Things need to change, currently just 13.6% of clothes and shoes thrown away end up being recycled much of the problem comes down to what our clothes are made from. The fabrics we wear are complex combinations of fibres, fixtures and accessories, made from problematic blends of natural yarns, man-made filaments, plastics and metals.
“For example, a 100% cotton t-shirt contains many other components such as labels and sewing threads which are usually made from another material like polyester,” says Prajapati. “Similarly, a typical pair of jeans are made from cotton yarn which is generally blended with elastane, and other components such as zips and buttons and polyester sewing thread and dyed using a range of dyes.”
Very few of the clothes that are sent to be recycled are actually turned into new clothing – a process known as “material to material” recycling. Old wool jumpers, for example, can be turned into carpets, cashmere can be recycled into suits. But as of 2015, less than 1% of used clothing was recycled in this way.
While of course there is a healthy market in second-hand clothes being sold online, perhaps the most popular way of disposing of old clothes is simply to give them away so they can be reused through charity shops.

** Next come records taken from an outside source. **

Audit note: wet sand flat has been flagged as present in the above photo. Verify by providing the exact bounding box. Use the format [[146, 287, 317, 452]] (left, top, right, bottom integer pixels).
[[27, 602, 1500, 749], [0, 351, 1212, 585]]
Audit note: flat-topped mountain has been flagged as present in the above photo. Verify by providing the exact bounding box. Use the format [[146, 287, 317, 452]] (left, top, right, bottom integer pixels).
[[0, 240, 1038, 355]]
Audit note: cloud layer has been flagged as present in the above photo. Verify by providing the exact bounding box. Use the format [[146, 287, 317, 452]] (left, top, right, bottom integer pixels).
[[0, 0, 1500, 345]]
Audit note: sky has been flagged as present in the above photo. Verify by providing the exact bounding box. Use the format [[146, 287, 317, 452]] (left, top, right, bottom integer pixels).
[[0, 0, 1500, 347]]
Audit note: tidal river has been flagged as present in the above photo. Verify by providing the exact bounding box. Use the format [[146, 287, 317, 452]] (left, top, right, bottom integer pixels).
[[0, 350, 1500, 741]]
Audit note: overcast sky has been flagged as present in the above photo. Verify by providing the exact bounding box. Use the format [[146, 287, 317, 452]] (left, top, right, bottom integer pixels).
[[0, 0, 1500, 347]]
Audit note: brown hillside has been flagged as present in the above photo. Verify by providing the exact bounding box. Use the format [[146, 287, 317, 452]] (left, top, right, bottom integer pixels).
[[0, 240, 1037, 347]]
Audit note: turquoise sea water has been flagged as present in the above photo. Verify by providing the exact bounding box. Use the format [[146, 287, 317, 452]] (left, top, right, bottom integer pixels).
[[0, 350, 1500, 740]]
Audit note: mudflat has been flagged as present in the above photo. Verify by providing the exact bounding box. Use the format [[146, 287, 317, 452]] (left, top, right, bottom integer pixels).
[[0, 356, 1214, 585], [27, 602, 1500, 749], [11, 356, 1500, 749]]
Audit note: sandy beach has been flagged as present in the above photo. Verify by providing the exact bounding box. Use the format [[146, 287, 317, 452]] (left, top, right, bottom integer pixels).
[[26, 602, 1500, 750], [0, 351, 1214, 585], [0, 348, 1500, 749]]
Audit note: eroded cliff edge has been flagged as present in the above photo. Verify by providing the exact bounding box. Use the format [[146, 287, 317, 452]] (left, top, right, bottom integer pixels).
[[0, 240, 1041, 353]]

Increasingly, however, clothes donations are being used as a way of simply passing on the textile waste problem to others.
Now I know I cannot solve this problem, but I can help a smidgen, if I can repurpose just a few fabric items into something to keep them out of landfill just a little bit longer, then I feel like I am helping, my plan for the business now is to do what I really enjoy, sitting on the sewing machine or having a needle in my hand to repurpose these fabrics, and it seems that my daughter has also caught the repurposing bug for Christmas we bought her a tie dye kit, and she loved it, but dying 4 napkins weren't enough for her so she asked us if we had any clothes she could dye, we didn't but I did suggest to her that we could go to the charity shop to see if we could find something, this sent her cogs turning, and before you know it a whole business was born, she is just 10, so there is no pressure on her to do it, but I have told her that what she makes I will sell for her, without commission obviously but I do expect the odd cuppa!